Music: Umbrella - Mandy Moore

Mood: Exhausted



I do not smoke. "If I don't inhale then it doesn't count," I keep telling people (the rare times that I do). I'm sitting here in my bedroom, closing my eyes ever so often in the dark and I could hear the noise of drunken laughter in the hot twilight air of some summers ago. I opened my eyes and the noises faded back into this darkened reality: this laptop-lit room. I close my eyes again and I could hear Timineri yell, "Exorcism!" as my hips gyrate and body convulses to the music on the balcony of Badlands. I could taste the Tanqueray and tonic stained on my lips as I light up a cigarette for a brief break. I step away from my group of friends, just slightly, but leaning up against the railing and looking down on the summer crowd. I take a puff from my cigarette then flicked it. I watched as the subtle, but ever so constant breeze scatters the countless speckles of ashes away from the light of the bar. I opened my eyes and my thoughts dissipate into the darkness of this room like the memories of my cigarette's ash. I drank too much caffeine today and I must go urinate. Perhaps that'll help me gather my thoughts.


Where was I? Ah, yes. "Define passion..." I was once asked.

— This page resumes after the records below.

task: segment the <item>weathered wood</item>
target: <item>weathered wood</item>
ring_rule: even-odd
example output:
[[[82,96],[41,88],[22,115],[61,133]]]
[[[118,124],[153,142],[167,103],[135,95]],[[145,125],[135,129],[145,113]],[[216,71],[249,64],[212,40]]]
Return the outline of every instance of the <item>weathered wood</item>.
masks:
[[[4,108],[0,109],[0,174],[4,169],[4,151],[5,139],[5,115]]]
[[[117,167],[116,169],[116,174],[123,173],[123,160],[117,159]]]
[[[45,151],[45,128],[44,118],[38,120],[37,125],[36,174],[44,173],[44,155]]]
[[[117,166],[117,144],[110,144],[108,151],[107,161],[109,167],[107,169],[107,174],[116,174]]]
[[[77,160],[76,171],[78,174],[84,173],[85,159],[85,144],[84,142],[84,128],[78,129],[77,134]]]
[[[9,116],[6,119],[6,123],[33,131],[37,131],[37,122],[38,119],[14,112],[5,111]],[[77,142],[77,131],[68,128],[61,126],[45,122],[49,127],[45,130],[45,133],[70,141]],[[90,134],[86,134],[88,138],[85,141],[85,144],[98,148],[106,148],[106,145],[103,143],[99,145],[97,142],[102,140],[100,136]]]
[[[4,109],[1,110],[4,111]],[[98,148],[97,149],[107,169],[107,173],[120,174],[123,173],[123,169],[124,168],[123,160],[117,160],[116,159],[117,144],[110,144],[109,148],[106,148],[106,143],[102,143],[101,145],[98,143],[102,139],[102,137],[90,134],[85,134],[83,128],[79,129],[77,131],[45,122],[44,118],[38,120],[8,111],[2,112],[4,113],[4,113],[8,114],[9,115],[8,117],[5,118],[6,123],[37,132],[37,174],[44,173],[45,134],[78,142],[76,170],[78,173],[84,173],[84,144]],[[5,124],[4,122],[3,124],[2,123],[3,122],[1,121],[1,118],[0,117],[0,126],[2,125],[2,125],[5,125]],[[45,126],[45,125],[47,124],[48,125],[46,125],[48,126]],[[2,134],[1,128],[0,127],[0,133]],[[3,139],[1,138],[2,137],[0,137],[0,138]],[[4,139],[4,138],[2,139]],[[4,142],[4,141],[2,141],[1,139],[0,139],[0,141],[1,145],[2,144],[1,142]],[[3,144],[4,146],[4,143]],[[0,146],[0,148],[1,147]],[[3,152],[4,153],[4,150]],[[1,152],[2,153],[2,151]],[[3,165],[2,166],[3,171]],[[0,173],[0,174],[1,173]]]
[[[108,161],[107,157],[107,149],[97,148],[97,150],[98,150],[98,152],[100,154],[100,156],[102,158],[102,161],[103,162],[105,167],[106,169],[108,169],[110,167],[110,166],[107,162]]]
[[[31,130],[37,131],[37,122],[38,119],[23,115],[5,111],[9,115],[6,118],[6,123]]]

As this year retires to it's own space, getting ready to file it away to it's earned spot in history and soon be celebrated for it's ending; I'm looking back on all this madness and chaos hoping to maybe find some part of me. It'd been a tragically rough year. I've exhausted talking about my traumatic failed partnership that also apparently has inevitably not only affected, but altered the alignment of everything that was right in my life. Going through the second surgery of my cancer all alone in New Mexico and driving myself back to a couch that I convinced myself was "home" just to get through to another day. In the midst of all that, I've lost seven loved ones to death of one way or another. I can't begin to even remember the many times I've moved within the past year. The days and details of events seem to just blur together. I'm not sure if it's the result of getting older or perhaps I'm trying to remember things that just shouldn't matter.


Lordy, throughout all this, I've gained another best friend: Vasquez. I really don't know if I would've survived New Mexico without Vasquez and having the comfort in knowing my support system is still where I have left it. Not knowing at the time, something about that sparked my primal instinct and passion to survive.

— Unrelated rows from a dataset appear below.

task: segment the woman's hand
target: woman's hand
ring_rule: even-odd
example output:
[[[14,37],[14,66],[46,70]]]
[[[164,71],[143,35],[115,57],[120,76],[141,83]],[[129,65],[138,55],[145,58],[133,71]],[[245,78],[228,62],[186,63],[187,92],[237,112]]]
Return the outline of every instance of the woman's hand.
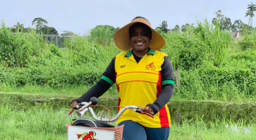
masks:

I talk a lot about the things that I don't do anymore. I don't dance like I used to. I don't do much volunteer work anymore. The last charity event I participated in was New Mexico Gay Pride. The last book I read was months ago. I don't work out as hard as I used to. I haven't had the will to socialize like I once did. It seems I've lost self identity. I need to snap out of this! Yes, I've had a series of unfortunate events, but all these passion that defined who I am was never given to me, therefore was not free for anyone to take away. All this was a while year of wasted energy. A whole year of anger. A whole year of resentment. A whole year of regrets. But now, a moment of self discovery.


It's time that I regain control of my life. It's time that I restore a form of self identity. It's time that I find passion in the things that I was once passionate about. This upcoming year, will be a better year.